Nebius Group’s $3 billion deal with Meta takes some of the sting out of soft Q3 results
The knee-jerk move lower in Nebius after the company reported underwhelming Q3 results is not being fully offset by its concurrent announcement of a fresh $3 billion deal with Meta to deliver AI infrastructure over the next five years.
The numbers:
In its earnings presentation, the neocloud highlighted that it sold out of all available capacity in Q3.
Management also significantly boosted guidance related to capacity, seeing contracted power at more than 2.5 gigawatts at the end of calendar year 2026, up from 1 gigawatt previously. Next year is poised to be huge for Nebius in terms of putting that power to good use, as management sees connected power (that is, energy that can be immediately activated upon GPU installation) rising from 220 megawatts at year-end 2025 to a range of 800 megawatts to 1 gigawatt by the end of 2026, or roughly quadrupling its active operations.
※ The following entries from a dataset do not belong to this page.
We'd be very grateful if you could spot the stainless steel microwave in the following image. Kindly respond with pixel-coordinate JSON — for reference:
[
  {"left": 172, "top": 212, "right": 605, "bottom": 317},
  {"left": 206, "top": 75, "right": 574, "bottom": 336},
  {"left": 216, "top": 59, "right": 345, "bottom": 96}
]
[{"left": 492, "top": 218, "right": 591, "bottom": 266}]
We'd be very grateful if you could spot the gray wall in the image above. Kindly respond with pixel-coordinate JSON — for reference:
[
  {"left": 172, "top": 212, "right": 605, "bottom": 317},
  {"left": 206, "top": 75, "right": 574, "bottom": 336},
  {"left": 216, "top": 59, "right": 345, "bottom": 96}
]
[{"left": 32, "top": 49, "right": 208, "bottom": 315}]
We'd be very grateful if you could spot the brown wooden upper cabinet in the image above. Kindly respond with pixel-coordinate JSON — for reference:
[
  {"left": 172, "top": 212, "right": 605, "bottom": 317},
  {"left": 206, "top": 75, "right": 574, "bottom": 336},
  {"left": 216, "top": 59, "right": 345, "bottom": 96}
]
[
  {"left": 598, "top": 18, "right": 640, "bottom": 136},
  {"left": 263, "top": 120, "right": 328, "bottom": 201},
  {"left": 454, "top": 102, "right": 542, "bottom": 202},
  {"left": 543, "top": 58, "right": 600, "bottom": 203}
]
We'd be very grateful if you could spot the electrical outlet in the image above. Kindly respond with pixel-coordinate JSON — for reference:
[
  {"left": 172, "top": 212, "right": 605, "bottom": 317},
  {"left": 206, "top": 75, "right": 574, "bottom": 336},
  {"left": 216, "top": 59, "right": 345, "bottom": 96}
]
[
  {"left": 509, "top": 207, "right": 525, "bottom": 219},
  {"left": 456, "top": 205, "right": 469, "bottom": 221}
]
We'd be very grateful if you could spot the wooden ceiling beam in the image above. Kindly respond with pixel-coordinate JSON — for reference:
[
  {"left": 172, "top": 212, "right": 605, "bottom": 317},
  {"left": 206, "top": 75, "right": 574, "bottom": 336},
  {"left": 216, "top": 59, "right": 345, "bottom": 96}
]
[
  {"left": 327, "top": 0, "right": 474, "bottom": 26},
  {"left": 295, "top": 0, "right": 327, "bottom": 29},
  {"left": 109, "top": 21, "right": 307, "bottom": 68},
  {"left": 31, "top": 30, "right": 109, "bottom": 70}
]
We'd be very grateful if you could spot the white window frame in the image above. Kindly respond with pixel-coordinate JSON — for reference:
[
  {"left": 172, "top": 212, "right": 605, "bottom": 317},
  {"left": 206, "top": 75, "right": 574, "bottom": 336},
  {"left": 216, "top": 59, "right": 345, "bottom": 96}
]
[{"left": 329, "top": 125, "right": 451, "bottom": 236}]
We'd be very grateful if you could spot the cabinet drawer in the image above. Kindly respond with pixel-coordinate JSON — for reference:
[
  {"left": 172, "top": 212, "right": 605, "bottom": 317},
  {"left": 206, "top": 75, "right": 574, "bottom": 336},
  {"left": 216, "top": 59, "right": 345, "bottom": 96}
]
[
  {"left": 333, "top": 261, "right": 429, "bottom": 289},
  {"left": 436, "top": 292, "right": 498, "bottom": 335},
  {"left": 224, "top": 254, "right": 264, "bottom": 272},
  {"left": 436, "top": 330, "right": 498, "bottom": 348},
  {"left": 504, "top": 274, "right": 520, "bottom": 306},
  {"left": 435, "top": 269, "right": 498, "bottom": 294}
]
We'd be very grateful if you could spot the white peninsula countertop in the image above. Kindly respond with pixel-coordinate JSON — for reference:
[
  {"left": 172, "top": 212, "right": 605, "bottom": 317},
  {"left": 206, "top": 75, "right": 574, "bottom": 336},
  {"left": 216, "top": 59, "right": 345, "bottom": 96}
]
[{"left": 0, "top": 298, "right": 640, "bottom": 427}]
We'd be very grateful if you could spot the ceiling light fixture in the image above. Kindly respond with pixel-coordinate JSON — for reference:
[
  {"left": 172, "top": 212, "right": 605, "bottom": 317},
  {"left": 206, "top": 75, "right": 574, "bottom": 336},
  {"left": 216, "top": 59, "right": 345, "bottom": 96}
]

In a letter to shareholders, founder and CEO Arkady Volozh said that the firm is “currently in the process of securing additional sites” that would allow this contracted power guidance to be realized.
“The only real limitation on our revenue growth in 2025 has been the amount of capacity that we have been able to bring online,” Volozh wrote.
As the company works to resolve these constraints, “we believe that we can achieve annualized run-rate revenue of $7 billion to $9 billion by the end of 2026,” he added. There’s only one ARR estimate for Q4 2026 among analysts surveyed by Bloomberg, and that’s for $4 billion.
Management also announced an at-the-market equity program that will allow them to opportunistically raise capital by issuing up to 25 million shares.
Peer CoreWeave is slumping after posting its Q3 results after the close on Monday, in which management highlighted that supply constraints in the “powered shell” — that is, the supporting electrical infrastructure for the data center — are delaying its ramp, prompting a cut to full-year revenue guidance.